Pol: c'est une femme! Voila qui est bien difficile car peut etre
faudroit il etre flatteur; Il y a si peu de femmes dans le siecle
ou nous vivons qui aiment que nous leur disions des petites
verités – Cette femme est elle coquette? aime t'elle le monde, la
dissipation, le Jeu, enfin que fait-elle?

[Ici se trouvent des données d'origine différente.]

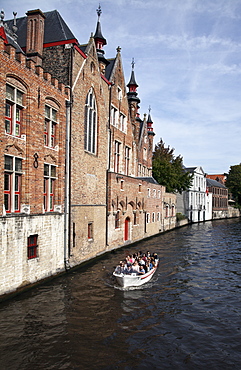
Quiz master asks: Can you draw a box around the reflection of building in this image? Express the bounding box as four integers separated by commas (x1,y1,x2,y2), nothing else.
0,9,176,294
177,167,212,222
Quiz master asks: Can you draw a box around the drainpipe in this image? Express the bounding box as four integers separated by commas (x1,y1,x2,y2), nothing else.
64,100,71,271
105,82,114,247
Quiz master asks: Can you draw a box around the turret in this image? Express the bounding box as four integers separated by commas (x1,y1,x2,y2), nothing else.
94,5,109,75
26,9,45,65
146,107,155,136
127,59,140,119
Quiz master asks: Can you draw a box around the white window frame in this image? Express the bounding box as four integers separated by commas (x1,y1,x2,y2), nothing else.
5,83,24,137
44,104,58,148
84,87,97,154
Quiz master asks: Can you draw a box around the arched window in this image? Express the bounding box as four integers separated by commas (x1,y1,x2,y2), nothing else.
85,88,97,154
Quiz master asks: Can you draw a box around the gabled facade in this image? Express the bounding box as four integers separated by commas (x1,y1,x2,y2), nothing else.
207,178,228,219
107,52,169,248
177,166,212,222
0,8,176,294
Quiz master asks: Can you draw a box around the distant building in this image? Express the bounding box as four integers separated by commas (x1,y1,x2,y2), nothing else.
207,178,228,219
177,167,212,222
0,8,176,294
206,173,227,185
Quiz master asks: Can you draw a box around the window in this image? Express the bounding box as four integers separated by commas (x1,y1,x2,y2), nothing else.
44,164,56,212
115,211,120,229
110,106,118,127
119,113,126,131
44,105,57,148
117,86,122,100
84,88,97,154
5,85,23,137
133,212,137,225
143,148,147,161
125,146,131,176
88,222,93,240
165,206,169,217
114,141,121,173
146,213,150,224
4,155,22,213
28,235,38,260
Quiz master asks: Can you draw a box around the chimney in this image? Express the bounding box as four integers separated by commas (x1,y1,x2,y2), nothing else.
26,9,45,66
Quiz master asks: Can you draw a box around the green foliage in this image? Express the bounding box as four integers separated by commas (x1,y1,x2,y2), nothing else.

La Bar: Ce qu'elle fait! Elle fait le bonheur q d'un Mari qui la cherie,
Elle est tendrement aimée de ses Enfans, elle aime la societé aimable,
Elle y est aimée; elle a cet esprit qui plait a tous, (même aux femmes)
Elle a des talens, de l'agrément, une douceur de caractere qui rend
heureux tous ceux qui sont aupres d'elle; vous la son coeur
sçait apprecier l'amitié; vous la voyez donc cette amie dans le
portrait que je vous fais; c'est sa fête, le retour l'anniversaire du jour de cette Naissance
qui fait notre bonheur,

Pol: Arretez, arretez Madame La Baronne, voila qui suffit, Je
l'aime deja cette dame sans la connoitre, et je –

Scene 5.

Arlequin entre en hâte.

Arl: Madame de la Colombiere  fait demander si elle peut avoir L'honneur
de voir Madame La Baronne;

La Bar: Justement, j'allois la prier de me faire la grace de venir chez
moi ce matin, pour concerter ensemble pour cette femme fête; elle
fait des couplets charmants, elle les chantent encore mieux, et
nous pourrions arranger cela ensemble; dites a Madame de la
Colombiere de me faire le plaisir d'entrer –

Arlequin sort.

<6> Scêne 6.

Madame de la Colombiere entre.

Madame de la ColBaronne – bonjour ma chere Amie, vous venez bien a propos
nous sommes dans les horreurs de la composition, nous voulons vous
consulter, comment nous pourrions fêter une bonne Amie?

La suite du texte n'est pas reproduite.